Rinse and Repeat Programs

I agree with Scott on analyzing progress dispassionately and objectively. I mentioned this in an earlier article that not everybody who goes to the gym has the agenda of becoming an actual “lifter”. An overwhelming number of people just want to get in, move around, do some stuff that is cool and feel good about themselves and their accomplishments. I don’t think there is anything wrong with them and I applaud them on their efforts. For them, cookie cutter routines are the norm. But Scott is addressing competitive athletes and when it comes to training programs it is crucial to be objective about training feedback.

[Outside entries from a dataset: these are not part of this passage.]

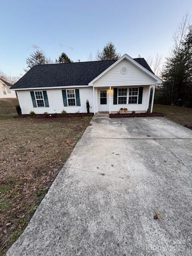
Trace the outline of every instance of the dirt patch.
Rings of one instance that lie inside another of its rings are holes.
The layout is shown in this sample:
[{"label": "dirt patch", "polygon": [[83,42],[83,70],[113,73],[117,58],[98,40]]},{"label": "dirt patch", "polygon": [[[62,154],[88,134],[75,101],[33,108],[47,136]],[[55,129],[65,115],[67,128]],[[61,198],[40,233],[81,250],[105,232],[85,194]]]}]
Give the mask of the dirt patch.
[{"label": "dirt patch", "polygon": [[92,116],[6,119],[5,111],[0,114],[1,256],[23,232]]},{"label": "dirt patch", "polygon": [[135,113],[130,114],[121,114],[117,113],[116,114],[110,114],[109,117],[111,118],[122,117],[145,117],[148,116],[164,116],[164,115],[160,113]]},{"label": "dirt patch", "polygon": [[184,124],[183,126],[186,128],[192,130],[192,125],[190,125],[190,124]]}]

At that stage you really do have to take whatever routine you are doing and customize it to fit your needs and goals. You cannot and should not just follow something written for a “general” audience.

Train Hard Train Smart

This is what it always boils down to: investing time, effort, money and passion in the right direction. Eric Troy has written an article about this titled Train Smart; Not Hard - Does Intelligence Mean Less Effort is Required? that breaks this notion down of bifurcating smart training and hard work into its essence. I urge you to read Eric's article and I'd like to end this blog post with a quote from Dr. Mel Siff with regards to program design and putting in the hard work:

To me, the sign of a really excellent routine is one which places great demands on the athlete, yet produces progressive long-term improvement without soreness, injury or athlete ever feeling thoroughly depleted.

Any fool can create a program that is so demanding that it would virtually kill the toughest Marine or hardiest of elite athletes, but not any fool can create a tough program that produces progress without unnecessary pain." — Dr. Mel Siff.